Mariam Ouédraogo, la porte-parole des "sans voix"
Native de la région du Nord du Burkina Faso, une zone en proie à l’insécurité, Mariam Ouédraogo est journaliste de profession. Lauréate du prestigieux prix Bayeux en octobre 2022, elle fait la fierté des journalistes burkinabè et est un modèle d’abnégation et de persévérance pour ses pairs.
Cheveux nappy synonyme de liberté et de l’affirmation de soi, Mariam Ouédraogo est journaliste à Sidwaya, quotidien national burkinabè. Sa passion pour le journalisme remonte à son plus jeune âge. Elle réalise ses premiers pas dans le métier en 2008 à l’Agence d’Information du Burkina en tant que stagiaire, après avoir échoué au concours d’entrée de l’Institut des Sciences et Techniques de l’Information et de la communication (ISTIC). Lors de ce premier échec, je me suis juré de ne plus passer devant la porte de l’école si ce n’est pour y rentrer en tant qu’élève ! raconte-t-elle en souriant.
Finalement, sa détermination la récompense et elle décroche son ticket d’entrée à l’école de journalisme en 2011.
Selon certains de ses confrères, Mariam a une forte personnalité. D’autres la décrivent comme humble et endurante, en raison de son parcours difficile. Malgré des problèmes de santé qui l’ont contrainte à s’éclipser pendant quelques temps, elle est restée téméraire, courageuse et fidèle à ses objectifs.
Des liens forts avec les femmes déplacées
Sensible aux souffrances des personnes vulnérables, en particulier celles affectées par la crise sécuritaire, elle se fait porte-parole des "sans voix". Les femmes déplacées internes et moi avons tissé des liens forts. Nous sommes devenues comme des membres d’une même famille. Elles n’hésitent pas quand l’occasion se présente à prendre de mes nouvelles, explique-t-elle.
Elle poursuit : Mon médecin m’avait demandé de m’éloigner un peu d’elles car cela affectait ma santé. Je lui ai fait comprendre qu’elles font partie de moi, donc il s’est résigné !

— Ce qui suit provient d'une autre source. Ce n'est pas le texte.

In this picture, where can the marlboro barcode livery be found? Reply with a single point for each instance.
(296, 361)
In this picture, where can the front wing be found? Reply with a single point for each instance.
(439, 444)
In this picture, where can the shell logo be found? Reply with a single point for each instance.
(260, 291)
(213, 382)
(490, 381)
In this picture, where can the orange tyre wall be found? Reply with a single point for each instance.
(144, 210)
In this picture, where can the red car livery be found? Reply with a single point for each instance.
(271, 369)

Ses reportages – Axe Dablo-Kaya : la route de l’enfer des femmes déplacées internes et Victimes de viol terroristes : des grossesses et des bébé lourds à porter – lui ont valu respectivement le prix Bayeux du reportage de guerre et le prix Marie-Soleil Frère dans la catégorie presse écrite.

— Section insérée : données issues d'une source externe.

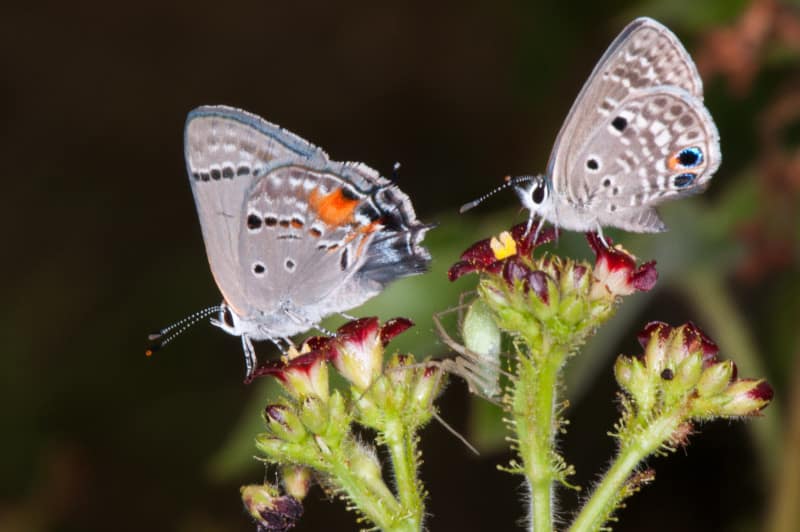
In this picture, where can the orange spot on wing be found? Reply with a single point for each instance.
(334, 209)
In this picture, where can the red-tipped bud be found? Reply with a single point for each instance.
(271, 510)
(615, 271)
(306, 375)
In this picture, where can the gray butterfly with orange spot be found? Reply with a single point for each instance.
(637, 135)
(291, 236)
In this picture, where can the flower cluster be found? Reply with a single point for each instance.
(551, 295)
(310, 428)
(680, 371)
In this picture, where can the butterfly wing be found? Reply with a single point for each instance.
(658, 144)
(225, 150)
(323, 237)
(645, 55)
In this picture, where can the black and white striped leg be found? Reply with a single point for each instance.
(250, 360)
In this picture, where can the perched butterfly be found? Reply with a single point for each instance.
(637, 135)
(291, 236)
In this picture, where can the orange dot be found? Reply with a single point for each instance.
(335, 209)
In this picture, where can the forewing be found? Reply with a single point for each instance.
(658, 144)
(645, 54)
(329, 236)
(225, 150)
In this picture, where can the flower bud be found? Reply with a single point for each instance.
(284, 423)
(314, 414)
(615, 271)
(746, 397)
(357, 352)
(715, 379)
(690, 370)
(430, 382)
(303, 376)
(296, 480)
(270, 509)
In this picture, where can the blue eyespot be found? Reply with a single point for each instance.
(690, 157)
(684, 180)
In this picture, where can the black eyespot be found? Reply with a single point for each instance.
(537, 195)
(619, 123)
(253, 222)
(689, 157)
(684, 180)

Elle est la première africaine à décrocher le prix Bayeux.
À 37 ans, elle cumule déjà seize prix !
Une travailleuse patiente et endurante
Mais la jeune femme le précise elle-même : Je n’écris pas pour les prix.
L’écriture est son seul loisir. Elle écrit pour se faire plaisir et pour raconter le vécu des populations. Elle aborde la plupart du temps des thématiques liées à la situation des femmes, des personnes vulnérables et des enfants. Grande travailleuse, elle utilise son temps de congés pour partir à la recherche d’informations et pour écrire.

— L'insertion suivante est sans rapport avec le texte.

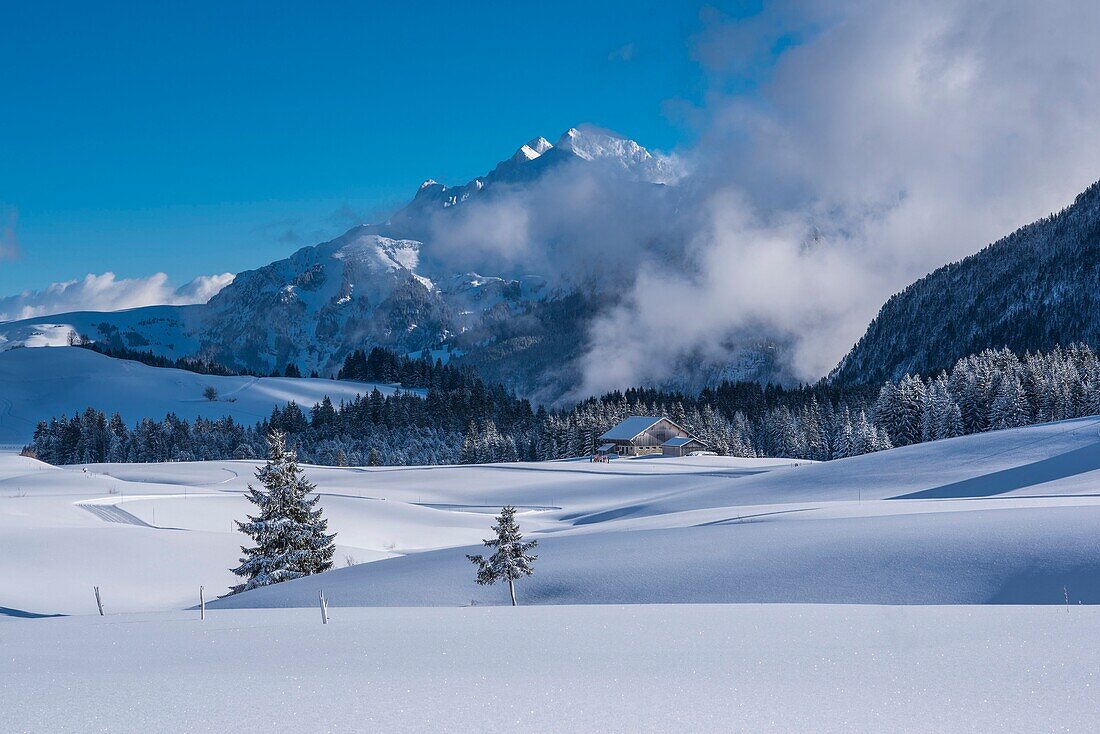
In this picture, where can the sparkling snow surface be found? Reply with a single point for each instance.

De retour d’un reportage, elle se hâte de rédiger son article dans les plus brefs délais.
Mère d’une fille de six ans, la journaliste estime que le statut de femme ne doit pas être un handicap dans une carrière professionnelle. Selon elle, être une femme constitue, au contraire, un atout dans ce métier. Pour des sujets sensibles, les victimes font plus confiance aux femmes, estime-t-elle.
Cependant, elle reconnait que, dans le métier de journaliste, il y a souvent des préjugés et si l’on n’est pas patiente et endurante, on finit par décrocher. Mariam doit sa réussite à ses mentors, qui ont cru en elle, même quand elle n’était encore qu’une stagiaire, ainsi qu’à sa mère et à sa fille, qui lui donnent du tonus pour avancer.
La journaliste est intervenue dans le cadre des formations au management sensible au genre de MédiaSahel pour Elles, pour témoigner de son parcours. Dans les mois qui viennent, toujours pour ce projet, elle devrait encadrer des femmes déplacées internes dans la réalisation de podcasts où elles se racontent.